A debut album release is typically an exciting time for young musicians—it's the culmination of everything you've worked towards so far, and a world of possibility lies ahead. But for Brisbane art rock band Requin, it spells the end of an era. You might say they called it quits before they even really got started—but the band certainly had their highlights in a short but memorable career, which concludes with the release of their debut album Shark on 18 May. Requin, which itself is French for shark, is a name with an interesting back story that involves a local fish and chip joint and Australia's favourite game show Deal or No Deal. As the story goes, the television screen at the restaurant was caught uncontrollably switching between Deal or No Deal and a French news channel reporting a shark attack (un attaque de requin). The band describe this dichotomy between these two images as reflective of the tension and release throughout their music.

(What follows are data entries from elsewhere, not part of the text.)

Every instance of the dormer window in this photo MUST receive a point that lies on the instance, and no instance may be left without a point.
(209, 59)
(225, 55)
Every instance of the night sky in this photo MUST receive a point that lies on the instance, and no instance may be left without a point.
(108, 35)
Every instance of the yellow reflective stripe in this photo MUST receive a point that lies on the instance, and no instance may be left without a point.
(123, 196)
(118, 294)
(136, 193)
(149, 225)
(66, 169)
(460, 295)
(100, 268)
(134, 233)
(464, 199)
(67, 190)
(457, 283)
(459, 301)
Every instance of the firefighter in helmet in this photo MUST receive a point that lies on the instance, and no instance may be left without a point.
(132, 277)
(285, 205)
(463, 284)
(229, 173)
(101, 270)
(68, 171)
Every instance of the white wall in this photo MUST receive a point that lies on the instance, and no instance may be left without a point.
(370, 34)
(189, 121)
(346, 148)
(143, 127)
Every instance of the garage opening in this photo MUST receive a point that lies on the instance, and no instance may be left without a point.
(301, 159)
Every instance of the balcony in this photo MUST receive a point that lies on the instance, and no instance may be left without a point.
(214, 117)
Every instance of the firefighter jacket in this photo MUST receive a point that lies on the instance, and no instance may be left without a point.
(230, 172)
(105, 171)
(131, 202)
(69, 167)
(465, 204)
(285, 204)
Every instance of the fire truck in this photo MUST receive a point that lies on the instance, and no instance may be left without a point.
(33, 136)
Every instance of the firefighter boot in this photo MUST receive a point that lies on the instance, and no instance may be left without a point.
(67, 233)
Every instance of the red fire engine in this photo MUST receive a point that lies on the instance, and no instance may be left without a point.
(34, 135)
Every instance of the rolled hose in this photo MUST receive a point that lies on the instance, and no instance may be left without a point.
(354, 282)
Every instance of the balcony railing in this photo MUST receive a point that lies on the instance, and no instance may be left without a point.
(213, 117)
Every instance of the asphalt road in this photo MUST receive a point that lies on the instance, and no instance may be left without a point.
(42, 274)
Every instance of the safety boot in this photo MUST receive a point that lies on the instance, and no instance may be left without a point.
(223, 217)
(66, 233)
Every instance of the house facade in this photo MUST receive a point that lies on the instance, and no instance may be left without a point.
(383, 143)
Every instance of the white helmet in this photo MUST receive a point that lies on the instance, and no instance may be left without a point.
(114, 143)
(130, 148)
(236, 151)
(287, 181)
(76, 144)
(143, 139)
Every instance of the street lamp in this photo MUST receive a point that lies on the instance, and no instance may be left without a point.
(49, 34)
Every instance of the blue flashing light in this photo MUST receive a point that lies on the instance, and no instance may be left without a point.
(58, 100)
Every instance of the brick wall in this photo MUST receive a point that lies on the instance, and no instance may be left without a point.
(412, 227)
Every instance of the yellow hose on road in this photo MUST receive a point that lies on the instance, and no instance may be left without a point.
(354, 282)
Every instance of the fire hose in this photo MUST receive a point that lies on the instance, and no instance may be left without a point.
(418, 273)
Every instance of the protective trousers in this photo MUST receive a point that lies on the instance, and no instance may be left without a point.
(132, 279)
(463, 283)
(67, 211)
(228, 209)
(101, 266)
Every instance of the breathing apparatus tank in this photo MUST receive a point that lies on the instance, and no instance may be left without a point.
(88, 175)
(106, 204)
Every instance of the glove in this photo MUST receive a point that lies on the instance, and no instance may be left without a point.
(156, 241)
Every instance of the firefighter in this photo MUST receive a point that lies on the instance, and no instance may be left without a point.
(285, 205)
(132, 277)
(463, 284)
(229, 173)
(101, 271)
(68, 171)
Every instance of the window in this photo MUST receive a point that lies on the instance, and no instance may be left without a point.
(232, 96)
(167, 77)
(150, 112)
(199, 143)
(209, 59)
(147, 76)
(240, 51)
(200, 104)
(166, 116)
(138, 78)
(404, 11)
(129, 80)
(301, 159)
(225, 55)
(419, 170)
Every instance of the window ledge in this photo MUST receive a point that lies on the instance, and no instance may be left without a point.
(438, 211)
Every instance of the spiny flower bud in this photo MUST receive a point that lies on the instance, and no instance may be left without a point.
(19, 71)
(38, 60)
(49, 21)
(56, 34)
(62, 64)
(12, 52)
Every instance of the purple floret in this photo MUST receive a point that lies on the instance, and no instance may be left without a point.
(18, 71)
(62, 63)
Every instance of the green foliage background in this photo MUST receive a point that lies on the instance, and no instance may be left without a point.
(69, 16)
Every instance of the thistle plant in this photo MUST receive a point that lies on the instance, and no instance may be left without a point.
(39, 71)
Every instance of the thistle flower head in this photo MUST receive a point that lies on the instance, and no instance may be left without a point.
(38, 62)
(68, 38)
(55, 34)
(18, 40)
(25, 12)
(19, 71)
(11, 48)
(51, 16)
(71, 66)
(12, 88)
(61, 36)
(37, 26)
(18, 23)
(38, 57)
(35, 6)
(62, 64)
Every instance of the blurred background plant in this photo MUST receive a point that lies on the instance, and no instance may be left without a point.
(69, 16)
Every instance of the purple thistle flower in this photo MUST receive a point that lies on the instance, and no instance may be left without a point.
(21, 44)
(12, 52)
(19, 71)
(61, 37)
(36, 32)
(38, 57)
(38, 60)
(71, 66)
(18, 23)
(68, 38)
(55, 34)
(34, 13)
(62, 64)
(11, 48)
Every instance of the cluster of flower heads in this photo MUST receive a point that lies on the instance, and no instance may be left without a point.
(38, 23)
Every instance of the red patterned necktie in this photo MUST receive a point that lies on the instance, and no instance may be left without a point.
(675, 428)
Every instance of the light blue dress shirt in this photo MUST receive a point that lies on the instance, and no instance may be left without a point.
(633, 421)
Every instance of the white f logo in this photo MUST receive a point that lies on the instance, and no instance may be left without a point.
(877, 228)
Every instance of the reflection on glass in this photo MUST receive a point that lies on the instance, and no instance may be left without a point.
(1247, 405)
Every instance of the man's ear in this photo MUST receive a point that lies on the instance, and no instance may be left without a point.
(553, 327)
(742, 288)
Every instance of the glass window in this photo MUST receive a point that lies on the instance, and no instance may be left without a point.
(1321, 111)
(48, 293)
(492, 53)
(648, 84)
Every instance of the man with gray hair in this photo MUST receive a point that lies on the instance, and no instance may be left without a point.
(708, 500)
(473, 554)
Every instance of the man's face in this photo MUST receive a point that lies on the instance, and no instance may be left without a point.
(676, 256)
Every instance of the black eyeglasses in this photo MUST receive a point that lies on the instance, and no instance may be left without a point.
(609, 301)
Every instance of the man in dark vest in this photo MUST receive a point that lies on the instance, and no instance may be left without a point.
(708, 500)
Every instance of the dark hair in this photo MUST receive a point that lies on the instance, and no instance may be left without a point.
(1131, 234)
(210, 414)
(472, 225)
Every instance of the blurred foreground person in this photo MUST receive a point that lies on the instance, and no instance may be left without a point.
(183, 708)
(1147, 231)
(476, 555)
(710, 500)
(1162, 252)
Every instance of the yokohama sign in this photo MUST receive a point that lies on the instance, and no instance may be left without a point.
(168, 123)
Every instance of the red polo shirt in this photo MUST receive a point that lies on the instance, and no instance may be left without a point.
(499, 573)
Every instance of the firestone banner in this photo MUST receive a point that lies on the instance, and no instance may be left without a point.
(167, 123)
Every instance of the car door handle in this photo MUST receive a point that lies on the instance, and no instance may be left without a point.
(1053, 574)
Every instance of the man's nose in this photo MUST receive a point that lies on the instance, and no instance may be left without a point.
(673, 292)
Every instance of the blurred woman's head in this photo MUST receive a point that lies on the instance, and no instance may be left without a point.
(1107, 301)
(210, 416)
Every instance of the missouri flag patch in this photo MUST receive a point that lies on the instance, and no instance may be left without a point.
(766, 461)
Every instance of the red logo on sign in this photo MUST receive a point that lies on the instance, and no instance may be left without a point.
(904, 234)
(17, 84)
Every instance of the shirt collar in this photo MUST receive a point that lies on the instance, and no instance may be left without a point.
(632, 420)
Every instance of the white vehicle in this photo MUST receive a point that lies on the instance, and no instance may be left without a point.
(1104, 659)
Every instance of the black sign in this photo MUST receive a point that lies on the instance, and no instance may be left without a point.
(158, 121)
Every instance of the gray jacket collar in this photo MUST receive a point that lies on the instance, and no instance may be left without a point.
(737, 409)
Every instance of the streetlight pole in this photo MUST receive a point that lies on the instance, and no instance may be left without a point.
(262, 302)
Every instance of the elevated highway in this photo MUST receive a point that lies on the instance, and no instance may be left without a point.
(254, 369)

The band fuse influences from a myriad of different musical styles, building tension throughout alternating loud and quiet passages. But sadly it seems the concept of tension may have been present in not only the band's music, as they broke up for reasons we can only speculate. They announced their breakup in a social media post just last month, where they also announced the upcoming release of Shark, over a year since it was first teased with the single 'Rules That Won't Be Broken'. "We cannot even begin to express the gratitude we have for the people who made this band and the things we’ve been able to do possible. It is beyond us to think of the kindness, generosity and love we have been shown," the band stated.
"Thank you for being on this journey with us. We’re sending big love to you."
The band had been doing the rounds and starting to amass something of a cult following in their hometown of Brisbane for the last few years, but they had very little music actually released up until this point. A couple of early singles were followed by the debut EP The Noisy Miners Swoop Him in 2018. But after a long wait for the Requin faithful, Shark will finally release on 18 May. And let me tell you—although bittersweet, it's worth the wait, as the band takes their idiosyncratic sound to dazzling new heights on this record across 8 diverse tracks. Their experimental style, utilising unconventional arrangements and song structures, uncommon time signatures and complex riffs, bears fruit on an album that is perhaps not easily digestible at first, but with repeated listens shines through with exceptional quality. Straight off the bat, the opening track 'Rules That Won't Be Broken' shows that Requin are in fact intent on breaking the rules, as it eschews just about every songwriting convention in the book in a highly enthralling first 5 minutes of the album.
We 'Fall Right Into' the next track and its duet-like structure, with vocalists Fionn Richards and Keeley Young harmonising over the top of one another. The vocal interplay of the two singers prevails throughout the entire album, but on this track it has a particularly shining moment, where the pair share an intimate moment of call-and-response in the song's bridge. The band explores deep vulnerability on the track 'I Don't Want To Do This'. Repeated cries of "I don't want to do this" are possessed by anxiety; the wailing saxophone that follows just accentuates the overwhelming emotions on display. There's a similarly emotive display at the tail end of the album's shortest track 'Man At A Train Station', where Richards' cries of "you were right, I care too much" are accompanied by a cacophony of guitar strums, pounding snares and screeching sax. 'Let Me Sleep' also utilises the sax particularly well, with erratic fills thrown in over the track's slick, mathy guitar riff. 'Time To Go' features gorgeous plucked harmonics and noodle-y math rock riffage, guitar passages that lead up to a huge, crunchy instrumental ending. This instrumentation combined with the subdued melodic vocals would've made this song a classic of the midwest emo scene in the '90s. 'Sober' is perhaps the album's most conventional track, but that is by no means a slight. It's a fairly sobering mid tempo number for the most part, but it steadily builds up to a memorable climax featuring hypnotising distorted guitar tremolos. The record concludes with 'Silent Now', a sprawling, near 7 minute track that, while not as instrumentally loud or intense as some of the album's earlier cuts, progresses beautifully, serving as a fitting conclusion. Despite some really fantastic tracks, it's hard to pick favourites here—every song brings something unique to the table, while they all piece together perfectly in a compact 35 minutes. Although we'll be wishing we could've had more material from Requin, the band really took a quality over quantity approach and as such it's impossible to complain about the small amount we've got. It could have been the start of something really special—but instead, Shark is the perfect swansong for a band that lived and died by the phrase "it's better to burn out than fade away".